Merchingen mit Osterburken

Während der Pogrome im November 1938 wurde die Inneneinrichtung der Synagoge in Merchingen schwer beschädigt. Nach dem Zweiten Weltkrieg kaufte die Kirchengemeinde Hüngheim das als Turnhalle genutzte Gebäude. Nach Anbau eines Turms wurde die katholische Filialkirche Herz Jesu Anfang der 1950er Jahre eingeweiht. [Quelle: Wikipedia CC BY-SA 4.0, Foto: Peter Schmelzle]
Während der Pogrome im November 1938 wurde die Inneneinrichtung der Synagoge in Merchingen schwer beschädigt. Nach dem Zweiten Weltkrieg kaufte die Kirchengemeinde Hüngheim das als Turnhalle genutzte Gebäude. Nach Anbau eines Turms wurde die katholische Filialkirche Herz Jesu Anfang der 1950er Jahre eingeweiht. [Quelle: Wikipedia CC BY-SA 4.0, Foto: Peter Schmelzle]

Dieser Beitrag stammt aus der Studie von Franz Hundsnurscher und Gerhard Taddey, Die jüdischen Gemeinden in Baden. Denkmale, Geschichte, Schicksale, hg. von der Archivdirektion Stuttgart (Veröffentlichungen der Staatlichen Archivverwaltung Baden-Württemberg 19), Stuttgart 1968.

Die Studie wird hier in der Originalfassung als Volltext zugänglich gemacht und separat bebildert. Inhalte und Sprachgebrauch entsprechen dem Stand von 1968. Weitere Informationen zur Entstehung und Einordnung der Studie finden Sie hier.

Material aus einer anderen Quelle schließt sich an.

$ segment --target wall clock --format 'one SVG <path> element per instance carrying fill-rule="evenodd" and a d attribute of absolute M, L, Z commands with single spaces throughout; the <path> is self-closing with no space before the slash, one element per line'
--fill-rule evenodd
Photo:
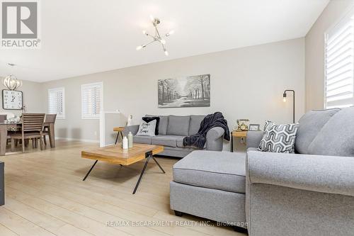
<path fill-rule="evenodd" d="M 6 110 L 22 110 L 23 96 L 22 91 L 2 91 L 2 108 Z"/>

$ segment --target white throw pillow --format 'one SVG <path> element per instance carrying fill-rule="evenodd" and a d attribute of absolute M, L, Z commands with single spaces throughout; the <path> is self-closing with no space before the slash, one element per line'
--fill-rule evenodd
<path fill-rule="evenodd" d="M 140 125 L 139 125 L 139 130 L 137 133 L 137 136 L 155 136 L 155 128 L 156 128 L 156 120 L 152 120 L 147 123 L 142 120 Z"/>

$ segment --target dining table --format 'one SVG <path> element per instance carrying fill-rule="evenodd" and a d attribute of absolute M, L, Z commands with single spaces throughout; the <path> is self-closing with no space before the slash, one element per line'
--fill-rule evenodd
<path fill-rule="evenodd" d="M 43 127 L 48 128 L 48 136 L 50 147 L 55 147 L 55 135 L 54 123 L 44 123 Z M 8 129 L 17 128 L 21 130 L 22 123 L 0 123 L 0 156 L 6 153 L 6 140 Z"/>

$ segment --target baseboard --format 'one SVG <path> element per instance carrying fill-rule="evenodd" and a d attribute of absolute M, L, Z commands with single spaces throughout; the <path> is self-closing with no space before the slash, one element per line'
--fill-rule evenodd
<path fill-rule="evenodd" d="M 67 141 L 79 141 L 79 142 L 94 142 L 94 143 L 99 143 L 99 140 L 85 140 L 85 139 L 80 139 L 80 138 L 73 138 L 73 137 L 56 137 L 55 140 L 64 140 Z"/>

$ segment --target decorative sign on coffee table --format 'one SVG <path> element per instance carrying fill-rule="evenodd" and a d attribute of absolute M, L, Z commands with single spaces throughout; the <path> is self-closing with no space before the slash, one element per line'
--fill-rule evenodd
<path fill-rule="evenodd" d="M 210 106 L 210 74 L 159 79 L 159 108 Z"/>

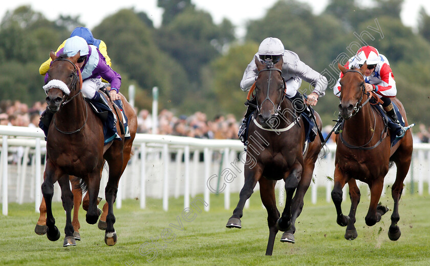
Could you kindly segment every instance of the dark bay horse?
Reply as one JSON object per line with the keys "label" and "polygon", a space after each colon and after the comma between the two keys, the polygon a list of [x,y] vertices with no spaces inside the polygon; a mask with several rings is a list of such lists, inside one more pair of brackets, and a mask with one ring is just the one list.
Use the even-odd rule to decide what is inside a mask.
{"label": "dark bay horse", "polygon": [[58,87],[47,91],[48,108],[55,113],[47,138],[47,162],[41,186],[46,204],[47,236],[52,241],[60,237],[51,210],[53,184],[58,181],[66,212],[63,246],[76,245],[71,217],[74,197],[69,186],[70,175],[79,177],[82,180],[81,183],[88,187],[87,223],[94,224],[97,222],[101,212],[97,208],[97,196],[100,174],[105,160],[109,165],[109,176],[105,189],[106,206],[103,207],[103,211],[107,212],[104,241],[108,246],[113,246],[117,240],[114,228],[113,204],[119,178],[131,155],[137,127],[136,114],[125,98],[120,94],[128,118],[131,138],[124,141],[123,134],[120,133],[118,123],[122,117],[121,112],[118,111],[120,117],[116,126],[121,140],[114,140],[104,145],[101,120],[91,110],[81,93],[82,80],[76,65],[79,53],[72,57],[57,57],[51,51],[50,56],[53,62],[48,70],[49,80],[55,80],[56,83],[53,84],[58,85]]}
{"label": "dark bay horse", "polygon": [[[340,115],[345,119],[343,131],[336,138],[337,148],[335,159],[334,187],[332,199],[337,214],[336,222],[346,226],[345,238],[357,237],[355,211],[360,201],[360,190],[355,180],[369,185],[371,191],[370,204],[365,220],[369,226],[379,222],[388,211],[386,207],[378,204],[384,178],[388,172],[390,162],[394,162],[397,168],[396,180],[392,187],[394,207],[391,215],[391,225],[388,231],[390,239],[396,240],[400,236],[397,225],[400,220],[399,201],[403,187],[403,180],[409,170],[412,155],[412,135],[406,131],[403,138],[392,147],[390,134],[382,117],[369,104],[369,94],[365,92],[363,74],[367,64],[361,68],[348,69],[340,64],[339,69],[343,74],[340,80]],[[408,126],[406,113],[401,103],[396,98],[392,101],[399,107]],[[349,214],[342,213],[342,188],[349,185],[351,205]]]}
{"label": "dark bay horse", "polygon": [[[285,231],[281,241],[294,243],[294,223],[302,212],[303,198],[310,184],[315,162],[322,147],[320,140],[316,138],[307,147],[306,155],[303,155],[304,123],[297,116],[291,102],[285,96],[285,83],[281,75],[283,62],[282,58],[275,65],[271,62],[263,63],[255,58],[259,70],[255,82],[257,108],[249,128],[245,184],[237,207],[226,226],[242,228],[240,218],[244,206],[258,182],[262,202],[268,214],[269,234],[266,250],[268,255],[272,255],[278,230]],[[321,119],[316,113],[315,115],[320,129]],[[275,185],[281,180],[285,182],[287,196],[280,217]]]}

Gegen Ende des 16. Jahrhunderts kam das dem Ritterkanton Odenwald inkorporierte Dorf Merchingen durch Kauf an die Herren von Berlichingen, 1806 an Baden.

Nach dem Dreißigjährigen Krieg ließen sich in Merchingen Juden nieder. 1737 kauften sie ein Privathaus und bauten es zu einer Synagoge um. 1740 umfaßte die jüdische Gemeinde in 40 Haushaltungen 210 Seelen. 1741 durften die Juden gegen eine jährliche Abgabe von 2 Gulden an die Herrschaft zur Festsetzung der Sabbatgrenzen bei allen Ortsausgängen Schranken und Schlagbäume errichten. Durch diese „Eruwin" wurde der ganze Ort im rituellen Sinne zu einem privaten Bereich, in dem bestimmte Tätigkeiten auch am Sabbat erlaubt waren. 1767 kauften sie für 500 Gulden ein Haus zur Beherbergung ihrer Gäste, Fremdlinge sowie ihrer Armen. 1779 verpflichteten sie sich in einem Vergleich mit der politischen Gemeinde zur Zahlung von jährlich 5 Gulden für die Benützung der Gemeindebrunnen und Stege. Schon im 18. Jahrhundert besaß Merchingen einen eigenen Rabbiner. Ein durch das Erfordernis der herrschaftlichen Genehmigung zur Anstellung des Rabbiners verursachter Kompetenzstreit von 1795 zwischen dem Freiherrn und der durch den „Barnos und sämmtliche Achter" vertretenen Gemeinde endete damit, dass der Freiherr den von der Gemeinde berufenen Rabbiner in sein Amt einsetzte. Bei der Einteilung des Landes in Rabbinatsbezirke wurde Merchingen 1827 Sitz einer Bezirkssynagoge, der im Laufe der Zeit die jüdischen Gemeinden Angeltürn, Adelsheim, Ballenberg, Bödigheim, Boxberg, Buchen, Eberstadt, Eubigheim, Hainstadt, Hüngheim, Korb, Krautheim, Merchingen, Neunstetten, Rosenberg, Schlipf, Sennfeld, Sindolsheim und Walldürn unterstellt waren. Zacharias Staadecker, Dr. Fürst, Dr. Heilblut und Flehinger amtierten als Bezirksrabbiner. Seit 1886 wurde das Bezirksrabbinat von Mosbach aus mitverwaltet.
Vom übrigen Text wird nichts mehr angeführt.